Bombay Dyeing returned to a profit of Rs18.42 crore in 2009-10 after posting a loss of Rs194.62 crore in the previous fiscal year, hit by the global financial slowdown. In fiscal 2011, its profit improved slightly to Rs21.39 crore.
In 2008, Bombay Dyeing’s real estate business contributed 30% to its total revenue; textiles brought in 20% and PSF, 50%. Mehta wants textiles to account for 30% of the company’s total revenue in the next two years, and to reduce real estate’s contribution to 20%.
“Textile business is going to be the main thrust,” said Mehta, who joined the company in 2008. “Earlier, Bombay Dyeing was perceived as top-end of the market, which has only 5% under organized home textile market. Now, we have decided that we have to be in the other side of spectrum to tap unorganized side of market. We are broadening our range to low-price segment.”
Experts are wary of the plan.
Sridhar Ramachandran, director at distress debt resolution advisory firm Brescon Corporate Advisors, said Bombay Dyeing, established in 1879 by the Wadia family, has failed to capitalize on its legacy in the textile industry.
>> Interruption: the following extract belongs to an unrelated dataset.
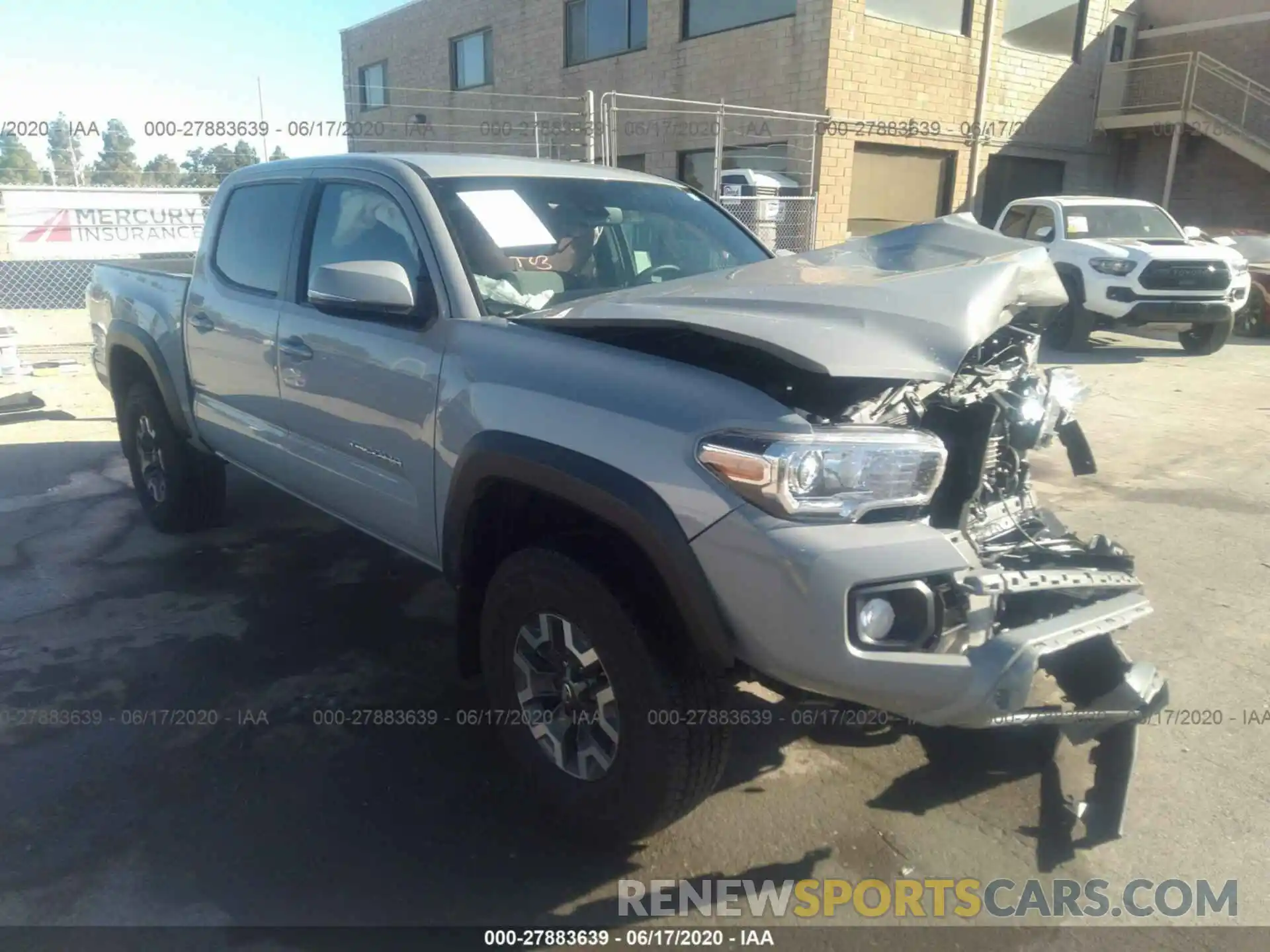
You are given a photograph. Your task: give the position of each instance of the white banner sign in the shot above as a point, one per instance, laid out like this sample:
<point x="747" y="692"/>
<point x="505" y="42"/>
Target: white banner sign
<point x="58" y="223"/>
“As long as Bombay Dyeing is restricting itself with retail and outsourcing key functions, it is tough for the company to achieve materialistic changes,” said Ramachandran, who has spent 21 years handling general, finance and turnaround management in textile industries across Asia and Africa.
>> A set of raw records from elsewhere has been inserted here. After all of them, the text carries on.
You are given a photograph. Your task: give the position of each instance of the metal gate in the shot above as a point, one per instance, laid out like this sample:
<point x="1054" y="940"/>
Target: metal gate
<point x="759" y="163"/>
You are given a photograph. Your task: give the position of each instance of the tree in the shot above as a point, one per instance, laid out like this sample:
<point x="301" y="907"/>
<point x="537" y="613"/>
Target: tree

The company has to “get back to basics and should enter into full-fledged textile cycle including fabric, weaving and spinning. More importantly, it should also get into technical textile vertical,” he said.
Arvind Singhal, chairman at retail consultancy Technopak Advisors Pvt. Ltd, said increasing focus on the textile business will be an “uphill task” for Bombay Dyeing because of competition, “though there is ample opportunities in the Indian textile sector”. Singhal said companies such as Alok Industries Ltd, Welspun Group and Trident Group have done well in the bed and bath linen segment, where Bombay Dyeing is strong.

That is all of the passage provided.